Elle se fait également passionnée lorsqu’elle revisite Comme je crie… comme je chante. « La première fois que j’ai entendu cette pièce, je nétais pas entièrement sûre de ce qu’elle signifiait, mais l’interprétation de Pauline Julien était si puissante qu’elle m’a renversée. Puis, j’ai analysé les paroles et je suis devenue complètement accro. » Eh oui, c’est qu’elle est francophile Emilie-Claire Barlow ! Une qualité transmise par sa mère, tellement fan de tout ce qui est musique, langue et cuisine française, qu’elle a choisi pour sa fille un prénom drôlement atypique pour une anglophone. « Ma mère m’a transmis son amour et je crois que les Québécois sentent à quel point j’aime et j’admire leur culture, observe Emilie-Claire.
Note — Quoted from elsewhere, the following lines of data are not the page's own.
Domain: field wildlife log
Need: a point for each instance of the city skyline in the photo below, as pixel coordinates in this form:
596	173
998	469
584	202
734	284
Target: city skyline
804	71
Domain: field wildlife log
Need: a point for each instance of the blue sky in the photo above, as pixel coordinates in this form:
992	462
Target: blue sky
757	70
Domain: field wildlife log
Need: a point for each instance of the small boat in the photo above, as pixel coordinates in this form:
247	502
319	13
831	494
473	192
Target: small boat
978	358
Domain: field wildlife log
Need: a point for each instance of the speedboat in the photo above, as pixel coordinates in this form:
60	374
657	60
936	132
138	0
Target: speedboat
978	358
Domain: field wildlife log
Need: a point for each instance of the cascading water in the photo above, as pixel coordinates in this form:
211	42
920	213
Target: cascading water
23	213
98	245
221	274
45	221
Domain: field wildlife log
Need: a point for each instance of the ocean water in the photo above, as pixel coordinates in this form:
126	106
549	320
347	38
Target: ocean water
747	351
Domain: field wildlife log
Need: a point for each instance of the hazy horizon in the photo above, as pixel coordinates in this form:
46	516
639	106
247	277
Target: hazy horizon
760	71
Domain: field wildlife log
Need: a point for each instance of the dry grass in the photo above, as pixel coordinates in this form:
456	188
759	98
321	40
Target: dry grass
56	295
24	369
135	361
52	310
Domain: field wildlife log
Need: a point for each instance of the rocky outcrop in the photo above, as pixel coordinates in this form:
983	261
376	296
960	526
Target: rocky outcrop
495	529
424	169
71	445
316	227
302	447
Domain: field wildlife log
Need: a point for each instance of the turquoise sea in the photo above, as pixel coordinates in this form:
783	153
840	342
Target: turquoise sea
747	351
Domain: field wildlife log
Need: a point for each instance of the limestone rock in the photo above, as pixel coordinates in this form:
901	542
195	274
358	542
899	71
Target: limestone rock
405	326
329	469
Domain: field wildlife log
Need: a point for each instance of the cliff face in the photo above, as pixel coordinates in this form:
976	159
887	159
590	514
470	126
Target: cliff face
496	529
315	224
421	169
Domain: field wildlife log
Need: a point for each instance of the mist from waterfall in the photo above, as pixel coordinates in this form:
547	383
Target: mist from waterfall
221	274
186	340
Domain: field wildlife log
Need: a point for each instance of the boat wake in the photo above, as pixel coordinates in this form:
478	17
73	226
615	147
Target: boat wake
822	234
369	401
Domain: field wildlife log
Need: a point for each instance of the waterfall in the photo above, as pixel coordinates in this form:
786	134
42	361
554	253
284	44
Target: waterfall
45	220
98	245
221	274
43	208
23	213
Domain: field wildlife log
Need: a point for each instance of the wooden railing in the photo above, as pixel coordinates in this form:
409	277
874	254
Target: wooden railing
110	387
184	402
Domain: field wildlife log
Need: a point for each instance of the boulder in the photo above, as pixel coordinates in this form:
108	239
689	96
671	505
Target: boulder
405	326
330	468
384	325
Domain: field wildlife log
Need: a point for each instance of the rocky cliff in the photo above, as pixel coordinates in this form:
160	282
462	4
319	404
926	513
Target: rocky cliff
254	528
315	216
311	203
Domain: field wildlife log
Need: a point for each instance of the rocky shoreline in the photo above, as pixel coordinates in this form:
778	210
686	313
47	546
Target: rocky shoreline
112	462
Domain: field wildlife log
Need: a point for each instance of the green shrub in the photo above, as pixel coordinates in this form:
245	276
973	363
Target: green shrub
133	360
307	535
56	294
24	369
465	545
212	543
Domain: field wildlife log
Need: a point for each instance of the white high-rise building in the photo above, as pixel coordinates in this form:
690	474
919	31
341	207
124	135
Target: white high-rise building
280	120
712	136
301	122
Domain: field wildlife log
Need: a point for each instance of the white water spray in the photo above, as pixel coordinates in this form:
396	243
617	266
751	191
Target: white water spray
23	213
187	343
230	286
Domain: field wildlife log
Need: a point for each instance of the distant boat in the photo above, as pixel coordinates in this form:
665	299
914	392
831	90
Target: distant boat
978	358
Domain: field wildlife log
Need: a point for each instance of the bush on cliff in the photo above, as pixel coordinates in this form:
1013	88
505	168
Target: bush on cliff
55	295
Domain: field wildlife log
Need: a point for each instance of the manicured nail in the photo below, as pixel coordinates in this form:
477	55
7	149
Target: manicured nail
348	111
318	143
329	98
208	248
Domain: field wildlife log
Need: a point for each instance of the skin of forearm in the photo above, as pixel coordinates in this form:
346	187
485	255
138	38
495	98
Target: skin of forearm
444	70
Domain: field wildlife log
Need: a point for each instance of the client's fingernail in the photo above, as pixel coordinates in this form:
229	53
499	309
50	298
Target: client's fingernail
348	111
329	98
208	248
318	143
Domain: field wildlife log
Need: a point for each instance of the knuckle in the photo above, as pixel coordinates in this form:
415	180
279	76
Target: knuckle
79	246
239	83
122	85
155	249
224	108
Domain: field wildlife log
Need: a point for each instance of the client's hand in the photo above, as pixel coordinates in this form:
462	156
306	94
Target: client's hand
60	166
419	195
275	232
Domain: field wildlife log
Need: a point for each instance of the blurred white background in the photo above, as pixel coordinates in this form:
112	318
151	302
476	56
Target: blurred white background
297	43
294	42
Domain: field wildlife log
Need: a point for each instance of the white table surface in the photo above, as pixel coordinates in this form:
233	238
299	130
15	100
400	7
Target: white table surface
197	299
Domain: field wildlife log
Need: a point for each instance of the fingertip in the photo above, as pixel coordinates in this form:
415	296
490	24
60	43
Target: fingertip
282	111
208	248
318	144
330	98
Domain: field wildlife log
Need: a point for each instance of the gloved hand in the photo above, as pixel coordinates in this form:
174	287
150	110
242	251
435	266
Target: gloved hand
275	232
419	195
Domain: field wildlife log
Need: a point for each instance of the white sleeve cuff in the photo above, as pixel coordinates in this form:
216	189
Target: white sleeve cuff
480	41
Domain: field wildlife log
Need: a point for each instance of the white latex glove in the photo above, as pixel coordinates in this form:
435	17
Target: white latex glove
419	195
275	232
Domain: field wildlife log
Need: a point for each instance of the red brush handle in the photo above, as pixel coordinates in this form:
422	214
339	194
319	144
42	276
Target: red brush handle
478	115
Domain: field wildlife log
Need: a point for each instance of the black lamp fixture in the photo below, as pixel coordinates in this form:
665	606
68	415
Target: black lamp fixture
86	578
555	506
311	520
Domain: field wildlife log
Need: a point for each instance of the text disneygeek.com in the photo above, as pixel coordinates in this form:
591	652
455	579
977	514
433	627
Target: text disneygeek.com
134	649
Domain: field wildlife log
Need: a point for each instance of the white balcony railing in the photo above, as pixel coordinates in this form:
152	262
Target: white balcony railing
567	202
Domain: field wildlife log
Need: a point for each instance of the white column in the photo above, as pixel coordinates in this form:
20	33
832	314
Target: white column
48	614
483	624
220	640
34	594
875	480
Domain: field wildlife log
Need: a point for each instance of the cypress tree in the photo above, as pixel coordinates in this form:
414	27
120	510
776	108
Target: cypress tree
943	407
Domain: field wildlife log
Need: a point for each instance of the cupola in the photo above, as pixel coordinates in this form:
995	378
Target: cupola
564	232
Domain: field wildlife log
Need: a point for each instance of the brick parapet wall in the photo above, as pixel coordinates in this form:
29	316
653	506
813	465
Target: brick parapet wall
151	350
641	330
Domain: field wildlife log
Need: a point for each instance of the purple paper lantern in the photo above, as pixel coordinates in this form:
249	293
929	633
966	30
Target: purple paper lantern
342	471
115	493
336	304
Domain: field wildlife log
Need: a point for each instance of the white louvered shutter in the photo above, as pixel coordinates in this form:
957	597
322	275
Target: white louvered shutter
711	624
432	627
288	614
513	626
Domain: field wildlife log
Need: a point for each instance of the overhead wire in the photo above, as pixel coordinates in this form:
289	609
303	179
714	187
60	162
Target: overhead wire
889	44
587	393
Le public d’ici fait preuve d’une chaleur que je ne ressens nulle part ailleurs. »

Alors le disque all in french, c’est pour bientôt ? « Eh bien, j’y songe depuis un moment, avoue-t-elle. Je suis en train de travailler sur mon français pour qu’il soit vraiment au point au moment d’enregistrer. Mais oui, oui, j’y pense très sérieusement. »

C’est drôle n’est-ce pas, mais soudain, on se surprend à avoir hâte d’entendre le résultat. Déjà…

The Beat Goes On, disponible en magasin sur étiquette Empress.